幼いころからケンカをやり続けてきた二人は、お互いの力を知り尽くしてる。殴り合いは続くがどっちも「参った」とは言わないので決着がつかない。でもここで決着をつけないと小勇馬はペルーに行ってしまう。マサルはどうしても決着をつけないと気がすまない。終わりそうもない殴り合いを続けているうちに、マサルは「これは決着がつかないな」と思った。そして、ボタンも全部外れてボロボロになった制服を脱ぎ捨ててTシャツ一枚になった。そして小勇馬に「ちょっと来い!」と言い、いつもタバコを吸ってはビンタを食らっていたプール・サイドに向かっていった。プールには、夏から入れ替えをしてない水が張ってある。「25mどっちが先に着くか競争だ。これで決着をつけるぞ!」とマサルは小勇馬に言う。小勇馬は何も言わずに学生服を脱ぎ捨てた。そして二人はプールに飛び込み、クロールで競争を始めた。濁った水を掻き分けながら、二人は全力で泳ぐ。泳いだ。そして25m先のゴールに先に手をつけたのは……小勇馬だった。二人はプールから上がった。ズブ濡れになっているのですぐにはわからなかったが、マサルは小勇馬が泣いていることに気付いた。マサルは「お前泣いてるのか?」と訊く。小勇馬は「俺はペルーに行くけど、あさひが丘はお前に任せた」と言って去っていった。最後の決着に負けたマサルだったが、なぜか悔しさはなかった。

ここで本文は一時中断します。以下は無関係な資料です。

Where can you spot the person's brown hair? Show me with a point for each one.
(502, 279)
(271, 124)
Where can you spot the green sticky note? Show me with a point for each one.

最後の決着が終わったころ、他の生徒たちはすでに下校していた。夕暮れの日射しが学舎を照らしている。そんなノスタルジックな風景のバックに流れるのは“Waterloo Sunset”(『Something Else By The Kinks』収録)。その日やらなきゃいけないことのひとつを終え、ズブ濡れになった制服からジャージに着替えたマサルは、やらなければいけないもうひとつのことをするために職員室に向かった。やらなければいけないもうひとつのこととは、体育の梶山先生に謝ることだった。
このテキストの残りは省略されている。